There were a few more episodes that occurred before we arrived like when we could not find the street to turn on off the main drag.  The French have a lovely, quaint habit of essentially hiding the name of streets on sides of buildings.  Often, these words on hundreds of years old and so is the paint they use to “highlight” them.  It is lovely when you are walking about.  But when you are dead tired, with a snippet of moon and few street lights in a never-been-before place, it is downright discouraging.  But that’s another story.

So, here we are.  Think I’ll go to bed now.

Bon jour, it is Saturday.  We awoke at 10:30 a.m. feeling a bit more human.  This old house has wonderful french doors, imagine that)  and outside shutters made of very thick wood.  We opened the shutters and let the sun shine in!!  After watching a TV program in francais and playing with the computer we ventured out to find some food.  We arrived at the main drag, just a block off of where we are living and looked up and down the street.  Tourne au gouche (turned left) and walked until we decided we went the wrong direction.  A man was standing in the door to his abode having a smoke so we approached him.  Not a word of english was spoken by l’homme or il mer (man or his wife).  We were able to figure out that the stores were 2 kilometres away.  To make a long story short, his wife took us there by car.  Now, can you imagine such a thing in the U.S.?  Not sure it would have happened that way.  She was so nice.  She dropped us off near the restaurant we were trying to find.  Voila.  The restaurant was ferme (closed!!).  So, we walked down the street and found a boulangerie, bought two quiche Lorraines and a bagette.  Found the wine store, bought some local wine, walked home and had our first meal in Le Ferte St. Albin sitting outside under a tree next to the maison (house)!!

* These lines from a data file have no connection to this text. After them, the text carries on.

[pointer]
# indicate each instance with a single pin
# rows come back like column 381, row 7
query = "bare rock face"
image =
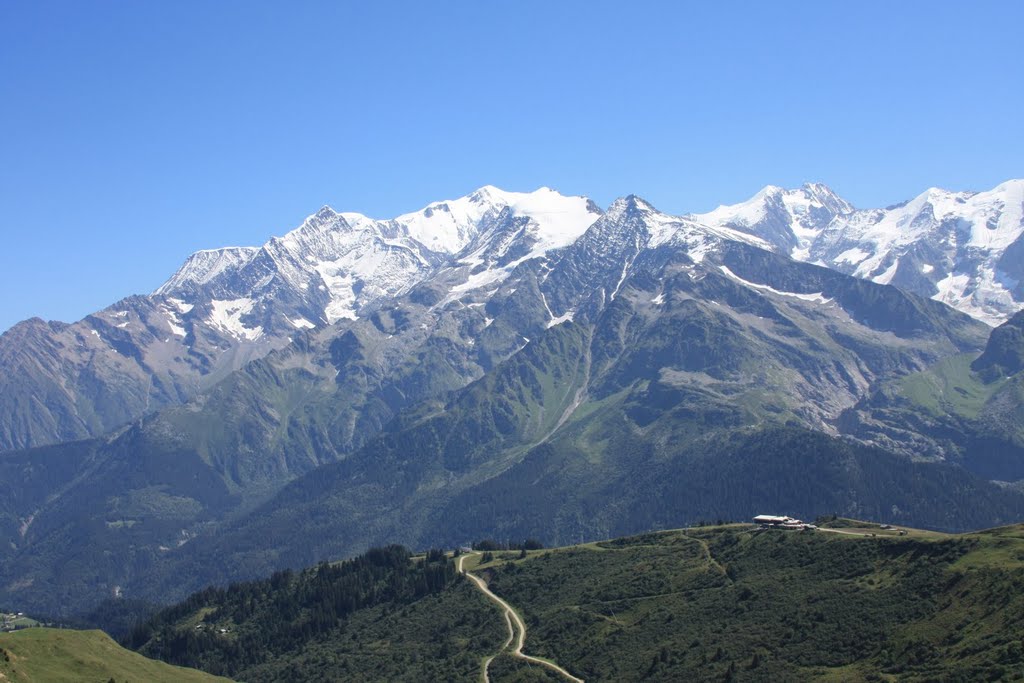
column 964, row 249
column 225, row 307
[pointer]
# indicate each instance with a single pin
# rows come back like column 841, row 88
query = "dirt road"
column 516, row 633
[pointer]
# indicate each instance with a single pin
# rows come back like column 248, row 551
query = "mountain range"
column 517, row 365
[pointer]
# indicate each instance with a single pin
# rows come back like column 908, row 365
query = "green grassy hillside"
column 384, row 615
column 714, row 603
column 743, row 604
column 52, row 655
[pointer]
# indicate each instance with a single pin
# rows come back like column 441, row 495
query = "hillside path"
column 518, row 633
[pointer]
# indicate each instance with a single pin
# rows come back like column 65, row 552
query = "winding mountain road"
column 517, row 633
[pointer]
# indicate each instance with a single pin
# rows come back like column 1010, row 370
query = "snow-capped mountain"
column 227, row 306
column 337, row 264
column 964, row 249
column 628, row 350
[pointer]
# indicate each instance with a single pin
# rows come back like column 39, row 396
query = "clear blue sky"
column 134, row 133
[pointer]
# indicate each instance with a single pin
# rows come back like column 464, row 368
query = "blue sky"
column 134, row 133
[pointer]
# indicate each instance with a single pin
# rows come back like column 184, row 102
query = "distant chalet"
column 775, row 521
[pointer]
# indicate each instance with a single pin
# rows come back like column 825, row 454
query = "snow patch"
column 226, row 315
column 817, row 297
column 564, row 317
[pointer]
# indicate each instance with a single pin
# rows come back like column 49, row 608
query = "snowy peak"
column 204, row 266
column 790, row 219
column 451, row 225
column 334, row 264
column 965, row 249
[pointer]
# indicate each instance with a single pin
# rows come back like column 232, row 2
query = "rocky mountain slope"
column 861, row 603
column 651, row 351
column 227, row 306
column 964, row 249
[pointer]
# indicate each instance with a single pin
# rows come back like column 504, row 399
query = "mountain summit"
column 225, row 307
column 964, row 249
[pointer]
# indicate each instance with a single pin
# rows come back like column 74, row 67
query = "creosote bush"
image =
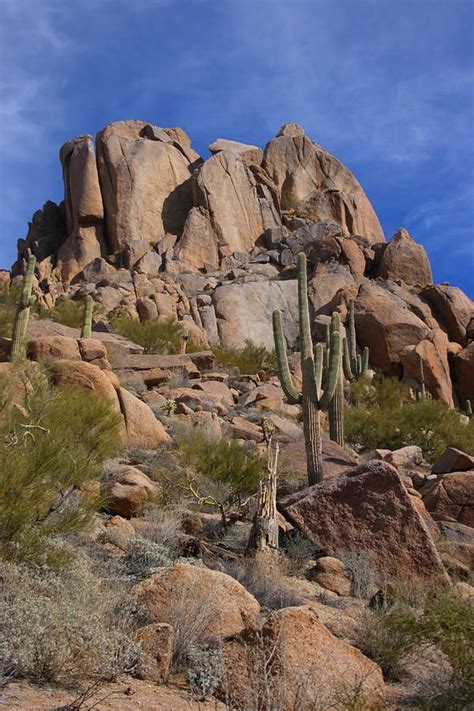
column 52, row 441
column 62, row 627
column 248, row 360
column 161, row 337
column 384, row 415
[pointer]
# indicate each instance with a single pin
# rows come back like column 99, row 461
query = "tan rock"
column 49, row 348
column 300, row 169
column 452, row 308
column 234, row 302
column 145, row 183
column 224, row 606
column 368, row 510
column 157, row 642
column 142, row 427
column 128, row 492
column 300, row 664
column 227, row 189
column 405, row 260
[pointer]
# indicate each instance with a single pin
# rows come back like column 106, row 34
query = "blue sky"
column 385, row 85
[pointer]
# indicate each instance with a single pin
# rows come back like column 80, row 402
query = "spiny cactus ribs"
column 319, row 383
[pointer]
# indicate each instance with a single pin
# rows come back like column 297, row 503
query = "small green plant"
column 384, row 415
column 160, row 337
column 248, row 360
column 52, row 441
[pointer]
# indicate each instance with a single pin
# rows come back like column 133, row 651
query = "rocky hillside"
column 151, row 229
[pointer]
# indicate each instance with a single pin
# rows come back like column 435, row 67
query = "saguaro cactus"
column 317, row 391
column 86, row 330
column 354, row 365
column 25, row 302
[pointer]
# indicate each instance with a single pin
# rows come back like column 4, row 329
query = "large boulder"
column 464, row 369
column 451, row 498
column 453, row 310
column 300, row 664
column 223, row 605
column 405, row 260
column 145, row 181
column 385, row 324
column 227, row 189
column 305, row 173
column 367, row 510
column 244, row 311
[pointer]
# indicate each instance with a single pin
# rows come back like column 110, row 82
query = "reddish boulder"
column 405, row 260
column 451, row 498
column 367, row 509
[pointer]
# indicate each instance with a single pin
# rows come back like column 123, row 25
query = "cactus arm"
column 25, row 301
column 86, row 331
column 333, row 369
column 346, row 361
column 292, row 395
column 365, row 359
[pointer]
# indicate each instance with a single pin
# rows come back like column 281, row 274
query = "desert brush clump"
column 248, row 360
column 53, row 440
column 319, row 383
column 385, row 415
column 62, row 627
column 164, row 336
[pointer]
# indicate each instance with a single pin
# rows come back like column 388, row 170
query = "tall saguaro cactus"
column 25, row 302
column 317, row 392
column 354, row 365
column 86, row 330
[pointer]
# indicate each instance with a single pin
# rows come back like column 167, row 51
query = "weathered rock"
column 227, row 189
column 405, row 260
column 451, row 498
column 464, row 369
column 434, row 354
column 185, row 591
column 301, row 665
column 300, row 169
column 453, row 309
column 234, row 302
column 331, row 574
column 128, row 492
column 145, row 183
column 367, row 510
column 143, row 429
column 385, row 324
column 157, row 641
column 453, row 460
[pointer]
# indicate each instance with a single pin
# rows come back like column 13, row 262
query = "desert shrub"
column 51, row 442
column 66, row 312
column 62, row 627
column 265, row 579
column 443, row 618
column 385, row 416
column 163, row 336
column 248, row 360
column 300, row 550
column 144, row 557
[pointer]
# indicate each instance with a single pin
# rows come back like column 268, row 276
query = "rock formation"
column 151, row 229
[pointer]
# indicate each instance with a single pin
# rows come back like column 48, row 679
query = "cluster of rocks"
column 149, row 228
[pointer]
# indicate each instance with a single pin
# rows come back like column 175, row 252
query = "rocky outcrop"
column 405, row 260
column 314, row 183
column 145, row 180
column 367, row 510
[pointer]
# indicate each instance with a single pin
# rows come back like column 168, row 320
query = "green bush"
column 163, row 337
column 64, row 627
column 248, row 360
column 385, row 416
column 52, row 441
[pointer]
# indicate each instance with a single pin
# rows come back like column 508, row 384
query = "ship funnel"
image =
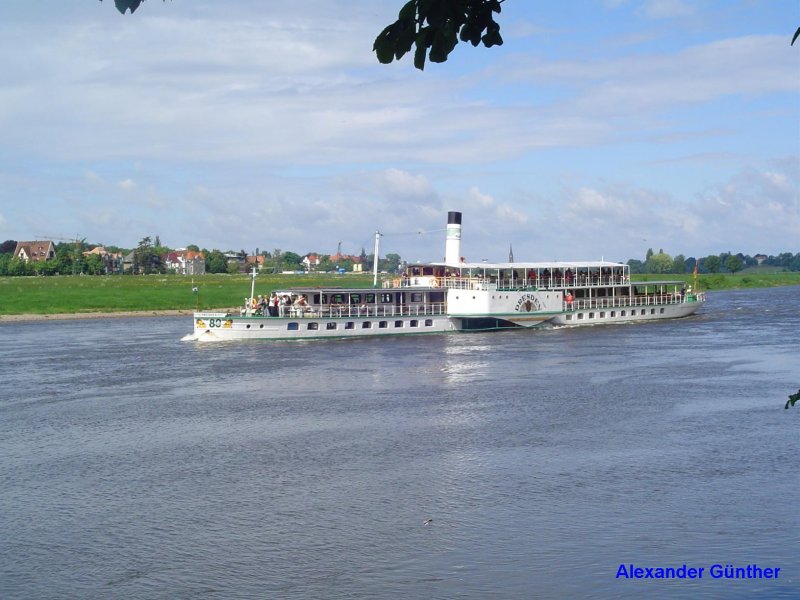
column 452, row 246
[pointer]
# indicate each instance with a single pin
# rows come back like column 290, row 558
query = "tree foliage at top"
column 434, row 28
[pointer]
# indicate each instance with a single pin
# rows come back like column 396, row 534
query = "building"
column 311, row 262
column 185, row 262
column 35, row 251
column 256, row 261
column 112, row 261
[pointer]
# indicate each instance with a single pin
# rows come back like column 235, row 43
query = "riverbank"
column 92, row 315
column 83, row 297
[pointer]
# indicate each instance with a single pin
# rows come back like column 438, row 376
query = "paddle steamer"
column 456, row 295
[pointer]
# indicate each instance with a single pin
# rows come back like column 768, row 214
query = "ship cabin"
column 519, row 276
column 340, row 302
column 590, row 283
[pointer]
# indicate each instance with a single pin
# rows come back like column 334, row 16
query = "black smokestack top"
column 453, row 218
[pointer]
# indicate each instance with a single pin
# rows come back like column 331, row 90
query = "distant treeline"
column 661, row 262
column 148, row 258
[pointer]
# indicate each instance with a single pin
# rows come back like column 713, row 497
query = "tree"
column 679, row 264
column 438, row 25
column 733, row 263
column 659, row 263
column 216, row 262
column 292, row 261
column 635, row 266
column 712, row 263
column 433, row 27
column 145, row 259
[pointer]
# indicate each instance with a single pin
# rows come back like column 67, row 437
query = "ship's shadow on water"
column 513, row 464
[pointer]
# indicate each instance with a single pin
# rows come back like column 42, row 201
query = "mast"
column 253, row 285
column 375, row 259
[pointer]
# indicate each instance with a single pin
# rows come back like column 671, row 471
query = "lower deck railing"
column 317, row 312
column 623, row 301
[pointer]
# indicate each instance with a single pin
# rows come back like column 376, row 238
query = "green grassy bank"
column 69, row 295
column 113, row 293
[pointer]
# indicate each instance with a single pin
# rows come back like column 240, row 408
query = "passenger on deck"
column 273, row 305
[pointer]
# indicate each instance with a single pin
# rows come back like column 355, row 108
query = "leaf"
column 384, row 44
column 793, row 398
column 123, row 5
column 419, row 54
column 409, row 10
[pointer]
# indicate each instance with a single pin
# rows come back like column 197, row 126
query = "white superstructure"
column 455, row 295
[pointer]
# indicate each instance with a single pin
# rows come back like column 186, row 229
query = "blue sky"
column 598, row 130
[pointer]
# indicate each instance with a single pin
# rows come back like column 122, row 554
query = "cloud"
column 667, row 9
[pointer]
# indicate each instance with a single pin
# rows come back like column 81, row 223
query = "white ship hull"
column 456, row 296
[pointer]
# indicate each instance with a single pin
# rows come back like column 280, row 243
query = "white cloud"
column 667, row 9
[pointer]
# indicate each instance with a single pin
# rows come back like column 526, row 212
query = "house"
column 112, row 261
column 256, row 261
column 343, row 257
column 311, row 262
column 185, row 262
column 35, row 251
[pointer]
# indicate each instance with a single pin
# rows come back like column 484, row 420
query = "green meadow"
column 113, row 293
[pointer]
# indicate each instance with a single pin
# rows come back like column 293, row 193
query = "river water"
column 134, row 465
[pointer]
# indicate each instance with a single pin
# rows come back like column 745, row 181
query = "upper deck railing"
column 509, row 284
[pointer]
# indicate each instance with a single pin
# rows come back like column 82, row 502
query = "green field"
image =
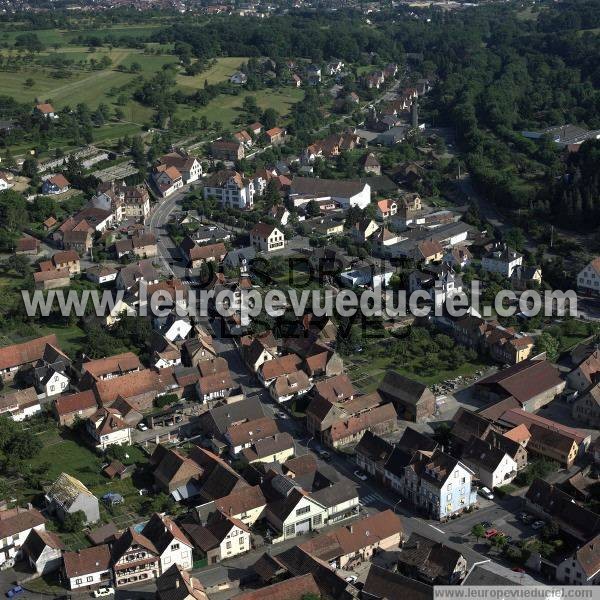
column 227, row 108
column 222, row 70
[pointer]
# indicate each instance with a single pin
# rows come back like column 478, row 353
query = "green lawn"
column 227, row 108
column 222, row 70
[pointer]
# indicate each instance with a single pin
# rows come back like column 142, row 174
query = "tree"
column 270, row 118
column 548, row 344
column 478, row 531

And now it is Sunday.  We ventured out last night and ate at the local restaurant.  We were the only ones speaking english.  It was great fun.  We actually carried on a  conversation in francais with each other and with the wait staff.  Fabulous!!   Oh, and the food was very good.  I had canard (duck) and Ray had beouf (beef).  We split of bottle of red and life was good.  Came home and retired.  The sun, by the way, was still up at 9:30 p.m.  Most people arrived to eat well after 8:30.

Today is Sunday and almost everything is closed.  We could not see the golf tourney, British Open on the TV so we thought we would drive to a golf course, have lunch and perhaps watch the tourney.  Fat chance!!  The first course we drove to had three cars in the lot.  No TV.  They did not speak english but we were able to speak enough francais to get directions to another course!!  It was about 15 minutes nord (north).  The course was lovely and next to a hotel and restaurant.  Alas, no coverage of golf.  The TV only had Tour de France.  So we left, searched unsuccessfully for a restaurant that had sandwiches.  Everything was closed in Orleans, where we had ventured to.   So we drove back to La Ferte St. Albin, returned to la maison (the house) and made toast with jam for lunch.  Je suis desolee (I was so sad).  Diner (dinner) was a different matter.  We barbecued petit lamb chops and served it with home grown, fresh picked out of the jardin (garden) legumes (vegetables) with vin de rouge (red wine).  And we ate outside on the patio.  Fabulous.  A very quiet day that included a nap!!!  Tomorrow we head for Paris to shop, spend the night and pick Ryan up at 7:35 a.m. on Tuesday.

Tripping around California

Here is a picture we took at Morro Bay when we were out on the bay.  Check out the blimp!!  What a great coincidence!!!

We are getting ready to go to France so I’m practicing with my blog!!  In the days ahead I’m going to put a few items of interest for all of you to see.  Hope you enjoy it.